The MCP specification is open and published under a permissive license. Reference implementations (Python and TypeScript SDKs) are also open source on GitHub. Anthropic maintains the spec but governance is increasingly community-driven, with contributions from OpenAI, Microsoft, Google, and other vendors.
Do I need MCP to build a chatbot?
No. Most SMB chatbot use cases (marketing automation, lead capture, basic customer support) work fine with the platform's built-in integrations or Zapier/Make. MCP becomes relevant when you build agent-style workflows that need access to many systems, or when you want to avoid vendor lock-in on integrations.

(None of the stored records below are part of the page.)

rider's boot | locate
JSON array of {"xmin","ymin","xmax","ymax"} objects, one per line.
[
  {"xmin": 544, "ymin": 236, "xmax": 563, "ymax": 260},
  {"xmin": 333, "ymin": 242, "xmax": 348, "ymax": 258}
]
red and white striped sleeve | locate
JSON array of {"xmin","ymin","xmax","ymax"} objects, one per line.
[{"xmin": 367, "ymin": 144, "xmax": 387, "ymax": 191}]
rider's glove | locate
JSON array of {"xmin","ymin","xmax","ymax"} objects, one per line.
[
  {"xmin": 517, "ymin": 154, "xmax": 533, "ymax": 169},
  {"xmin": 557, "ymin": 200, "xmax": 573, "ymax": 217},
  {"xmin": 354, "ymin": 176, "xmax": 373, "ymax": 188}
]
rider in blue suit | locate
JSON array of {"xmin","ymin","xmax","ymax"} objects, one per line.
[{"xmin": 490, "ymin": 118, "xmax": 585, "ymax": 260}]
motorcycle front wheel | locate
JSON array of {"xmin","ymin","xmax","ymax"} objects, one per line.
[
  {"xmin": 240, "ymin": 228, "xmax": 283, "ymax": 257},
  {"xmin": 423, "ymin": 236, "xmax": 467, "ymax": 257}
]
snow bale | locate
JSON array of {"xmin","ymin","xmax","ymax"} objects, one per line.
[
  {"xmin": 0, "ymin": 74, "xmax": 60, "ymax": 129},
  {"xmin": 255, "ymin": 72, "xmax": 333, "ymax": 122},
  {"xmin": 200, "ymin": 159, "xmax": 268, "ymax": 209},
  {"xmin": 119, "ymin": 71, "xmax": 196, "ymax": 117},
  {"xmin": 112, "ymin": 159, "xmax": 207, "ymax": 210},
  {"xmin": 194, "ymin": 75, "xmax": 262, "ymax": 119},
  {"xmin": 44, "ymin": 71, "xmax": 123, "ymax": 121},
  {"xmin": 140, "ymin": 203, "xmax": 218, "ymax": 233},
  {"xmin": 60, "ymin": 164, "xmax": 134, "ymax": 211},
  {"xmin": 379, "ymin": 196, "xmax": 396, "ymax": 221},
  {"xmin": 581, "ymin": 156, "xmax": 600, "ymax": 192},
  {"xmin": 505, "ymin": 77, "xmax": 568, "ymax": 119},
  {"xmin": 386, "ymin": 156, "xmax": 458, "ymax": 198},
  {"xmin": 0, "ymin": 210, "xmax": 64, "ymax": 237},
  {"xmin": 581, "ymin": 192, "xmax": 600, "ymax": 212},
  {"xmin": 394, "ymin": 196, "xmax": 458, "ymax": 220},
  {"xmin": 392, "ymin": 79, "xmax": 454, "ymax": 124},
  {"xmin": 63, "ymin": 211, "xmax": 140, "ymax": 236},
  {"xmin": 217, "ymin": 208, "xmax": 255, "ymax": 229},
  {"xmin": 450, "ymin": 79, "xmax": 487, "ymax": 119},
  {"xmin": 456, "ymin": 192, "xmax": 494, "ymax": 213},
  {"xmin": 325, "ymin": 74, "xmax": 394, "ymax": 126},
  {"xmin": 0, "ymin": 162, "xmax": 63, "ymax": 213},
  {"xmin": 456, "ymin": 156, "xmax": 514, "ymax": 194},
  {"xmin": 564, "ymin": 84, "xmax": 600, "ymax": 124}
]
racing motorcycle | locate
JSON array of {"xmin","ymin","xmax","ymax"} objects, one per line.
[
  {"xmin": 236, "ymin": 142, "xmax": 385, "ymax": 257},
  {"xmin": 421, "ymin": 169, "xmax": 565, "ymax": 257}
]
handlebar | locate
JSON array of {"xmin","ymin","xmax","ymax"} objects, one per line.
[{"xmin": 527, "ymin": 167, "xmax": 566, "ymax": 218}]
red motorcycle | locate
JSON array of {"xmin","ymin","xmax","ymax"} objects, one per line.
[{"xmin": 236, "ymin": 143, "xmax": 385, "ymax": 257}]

Which AI products support MCP?
As of mid-2026: Anthropic's Claude Desktop and Claude API, OpenAI's ChatGPT and Assistants API, Microsoft Copilot, Cursor, Cline, Zed, and most agent frameworks (LangChain, LangGraph, AutoGen, Pydantic AI, CrewAI). Chatbot platforms vary — see specific platform reviews for current MCP support status.
Can I write my own MCP server?
Yes. Anthropic provides Python and TypeScript SDKs that make it straightforward to expose any function or data source as MCP. Typical implementation for a simple internal tool: 50-200 lines of code. Community guides and templates are widely available at modelcontextprotocol.io.
Is MCP secure?
The protocol itself is secure (standard transports, structured permissions). Security depends on how you deploy it: local stdio servers are most secure (no network exposure); HTTP servers require standard auth (OAuth, API keys); multi-tenant remote servers need careful scoping. Treat MCP servers as production integrations with the same security review you'd give a database connection.
Sources
- Anthropic. Model Context Protocol specification. modelcontextprotocol.io (verified 26 May 2026).
- Anthropic. Introducing the Model Context Protocol. Anthropic news, November 2024. anthropic.com/news/model-context-protocol.
- MCP registry. Community-published MCP servers. mcp-registry.org (verified 26 May 2026).
- Reference implementations: github.com/modelcontextprotocol/python-sdk, github.com/modelcontextprotocol/typescript-sdk (verified 26 May 2026).